Provides definitions of $m$-fold completeness of the system of derived $m$-chains in the space of square integrable functions on the interval $[0,1]$.
The problem of finding sufficient conditions on the coefficients of the pencil, when there is an $m$-fold completeness of the system of the derived $m$-chains, is solved. A detailed history overview of the problem is given. It shows the urgency of solving this problem.
Then a characteristic polygon of the characteristic determinant of the pencil is introduce and on its basis the geometric classification of the pencils is given. Regular, almost regular, weakly and strongly irregular pencils are defined.
The method of obtaining sufficient conditions for multiple completeness of the root functions is to use a special solution of basic differential equation depending on an arbitrary parameter vector. We investigate important for the further features of this special solution, namely: Lemma of linear independence of a set of such solutions depends on linearly independent set of parameter vectors; Lemma of the characteristic polygons of special solutions when as vectors parameters are taken vectors constructed on the basis of the coefficients of the boundary conditions and the roots of the characteristic polynomial.
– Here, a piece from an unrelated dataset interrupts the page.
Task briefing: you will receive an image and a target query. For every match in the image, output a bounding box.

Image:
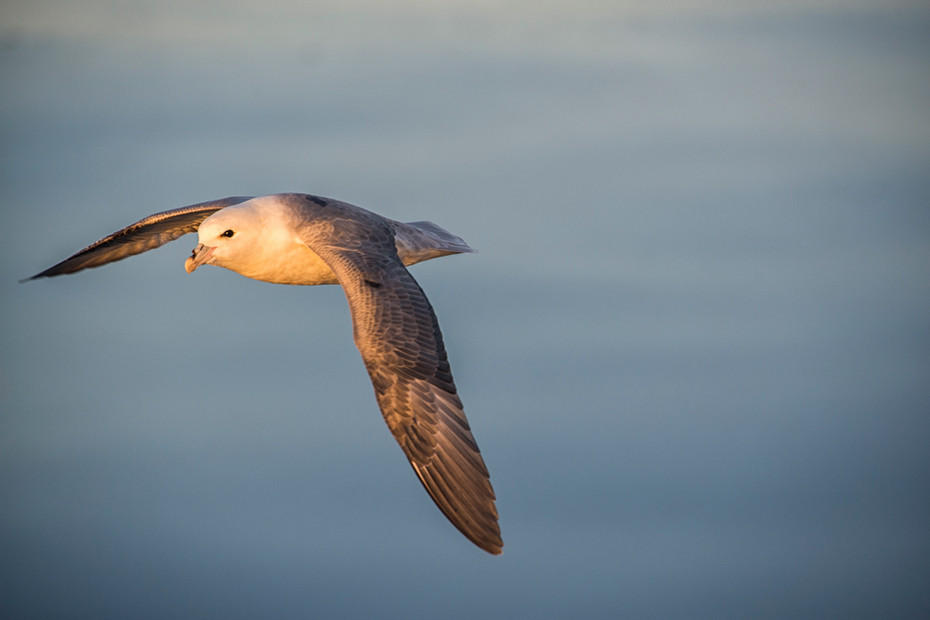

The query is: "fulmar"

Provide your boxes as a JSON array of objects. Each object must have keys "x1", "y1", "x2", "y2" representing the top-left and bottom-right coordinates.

Sufficient conditions for multiple completeness formulated in terms of the existence of a sufficiently rich set of parameter vectors, which enables the scheme of the proof of multiple completeness, dating back to the famous work of Keldysh M.V. in 1951.
Key words: pencil of ordinary differential operators, root functions, eigen- and associated functions, multiple completeness, sufficient conditions of completeness, constant coefficients of differential expression, arbitrary location the roots of the characteristic polynomial, arbitrary two-point boundary conditions, nonregular pencil.